Phlox paniculata Lyon ex Pursh `Eva Cullum' plants were grown under seven photoperiods following 0 or 15 weeks of 5 °C to determine the effects of photoperiod and cold treatment on flowering. Photoperiods were a 9-hour day extended with incandescent lamps to 10, 12, 13, 14, 16, or 24 hours; an additional treatment was a 9-hour day with a 4-hour night interruption (NI). Noncooled plants remained vegetative under photoperiods ≤13 hours; as the photoperiod increased from 14 to 24 hours, flowering percentage increased from 20 to 89. Flowering of noncooled plants took 73 to 93 days. Flowering percentage was 19, 50, or 100 when cooled plants were held under photoperiods of 10, 12, or ≥13 hours or NI, respectively. Time to flower in cooled plants progressively decreased from 114 to 64 days as the photoperiod increased from 10 to 24 hours. Reproductive cooled plants had at least three times more flowers, were at least 50% taller, were more vigorous, and developed seven or eight more nodes than did noncooled plants. Photoperiod had no effect on height of flowering plants.

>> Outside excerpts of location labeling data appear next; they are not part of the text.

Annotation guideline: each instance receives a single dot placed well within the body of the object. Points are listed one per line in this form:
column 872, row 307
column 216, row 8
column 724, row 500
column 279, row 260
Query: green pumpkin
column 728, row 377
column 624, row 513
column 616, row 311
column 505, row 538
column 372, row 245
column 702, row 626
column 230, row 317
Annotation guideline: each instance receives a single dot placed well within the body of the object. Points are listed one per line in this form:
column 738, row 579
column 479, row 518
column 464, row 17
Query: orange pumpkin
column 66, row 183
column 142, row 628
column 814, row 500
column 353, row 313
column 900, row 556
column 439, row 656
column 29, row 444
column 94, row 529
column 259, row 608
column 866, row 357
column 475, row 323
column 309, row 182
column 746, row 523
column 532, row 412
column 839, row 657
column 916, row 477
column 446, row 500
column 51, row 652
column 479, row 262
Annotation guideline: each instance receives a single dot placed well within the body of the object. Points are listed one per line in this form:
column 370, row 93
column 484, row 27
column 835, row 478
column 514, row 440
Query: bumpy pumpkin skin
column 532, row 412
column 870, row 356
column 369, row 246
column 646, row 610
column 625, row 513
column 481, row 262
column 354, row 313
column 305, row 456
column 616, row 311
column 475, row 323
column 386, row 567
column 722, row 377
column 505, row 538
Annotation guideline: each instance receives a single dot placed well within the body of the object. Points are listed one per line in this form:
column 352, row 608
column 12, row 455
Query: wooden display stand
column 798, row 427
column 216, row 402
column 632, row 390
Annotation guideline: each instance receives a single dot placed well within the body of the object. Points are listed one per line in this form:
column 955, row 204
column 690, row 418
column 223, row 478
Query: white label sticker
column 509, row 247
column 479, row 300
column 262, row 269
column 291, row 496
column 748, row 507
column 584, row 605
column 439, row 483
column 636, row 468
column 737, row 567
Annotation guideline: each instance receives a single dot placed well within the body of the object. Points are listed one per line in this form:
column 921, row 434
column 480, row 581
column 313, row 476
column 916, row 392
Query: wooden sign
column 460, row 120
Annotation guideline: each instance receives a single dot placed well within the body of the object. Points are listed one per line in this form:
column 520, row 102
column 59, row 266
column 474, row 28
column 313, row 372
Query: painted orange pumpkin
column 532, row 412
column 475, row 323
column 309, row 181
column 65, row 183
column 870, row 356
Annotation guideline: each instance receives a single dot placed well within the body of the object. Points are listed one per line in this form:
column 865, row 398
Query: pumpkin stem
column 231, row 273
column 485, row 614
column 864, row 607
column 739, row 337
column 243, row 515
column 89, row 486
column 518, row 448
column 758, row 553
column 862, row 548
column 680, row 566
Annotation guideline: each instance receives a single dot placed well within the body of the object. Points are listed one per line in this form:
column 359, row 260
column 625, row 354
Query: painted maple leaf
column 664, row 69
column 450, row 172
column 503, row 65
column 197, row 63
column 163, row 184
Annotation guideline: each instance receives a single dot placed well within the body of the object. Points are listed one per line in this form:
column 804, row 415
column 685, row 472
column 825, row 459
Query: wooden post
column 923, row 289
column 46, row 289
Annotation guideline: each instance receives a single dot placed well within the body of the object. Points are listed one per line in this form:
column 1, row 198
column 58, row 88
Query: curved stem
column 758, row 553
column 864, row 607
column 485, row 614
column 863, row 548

To determine the flowering requirements of Rudbeckia fulgida Ait. `Goldsturm', plants were grown under 9-hour photoperiods until maturity, then forced at 20 °C under one of seven photoperiods following 0 or 15 weeks of 5 °C. Photoperiods consisted of a 9-hour day that was extended with incandescent lamps to 10, 12, 13, 14, 16, or 24 hours; an additional treatment was a 9-hour day with a 4-hour night interruption (NI). Noncooled `Goldsturm' remained vegetative under photoperiods ≤13 hours, and essentially all plants flowered under photoperiods ≥14 hours or with a 4-hour NI. Flowering percentages for cooled plants were 6, 56, or ≥84 under 10-, 12-, or ≥13-hour daylengths and NI, respectively. Critical photoperiods were ≈14 or 13 hours for noncooled or cooled plants, respectively, and base photoperiods shifted from 13 to 14 hours before cold treatment to 10 to 12 hours following cold treatment. Within cold treatments, plants under photoperiods ≥14 hours or NI reached visible inflorescence and flowered at the same time and developed the same number of inflorescences. Fifteen weeks of cold hastened flowering by 25 to 30 days and reduced nodes developed before the first inflorescence by 28% to 37%. Cold treatment provided little or no improvement in other measured characteristics, such as flowering percentage and uniformity, flower number, plant height, and vigor.